While the setting appears to be a dying world, so do the characters of the play: Roderick Usher is described as having a "cadaverousness of complexion; an eye large, liquid and luminous beyond comparision; lips somewhat thin and very pallid.." Poe provides an excellent description which captures many of the senses of imagery: sight, sound, taste, smell and touch. This Mr. Usher is not easy on the eyes because of his look of death.
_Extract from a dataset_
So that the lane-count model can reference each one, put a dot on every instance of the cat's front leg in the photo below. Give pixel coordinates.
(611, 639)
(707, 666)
By including a poem of rich imagery, "The Haunted Palace," Poe drives the reader to see the upcoming downfall of the Usher family. Where once the kingdom was described as having "banners yellow, glorious, golden" quickly becomes a place where "evil things, in robes of sorrow, assail[ing] the monarch's high estate;" This poem is an allegory, a story in which characters/setting represent abstract ideas or qualities. The poem's effect is one of foreshadow because it predicts the downfall of the Usher family.
Lastly, the demise of the Usher family comes to total fruition at the end of the story by the whirlwind. The narrator describes the scene as being, "long tumultous shouts sounding like the voice of a thousand waters...and the deep and dark tarn at my feet clos[ing] sullenly and silently over the fragments of the "House of Usher."
By the use of vivid imagery, Poe creates a story of terror and madness. Yet, the imagery he uses to describe the brother and sister surrounding the approaching climax does indeed help drive the plot as it is the psychology revealed in the imagery that develops and realizes the climax then moves the falling action. So, yes, imagery does indeed help move the plot.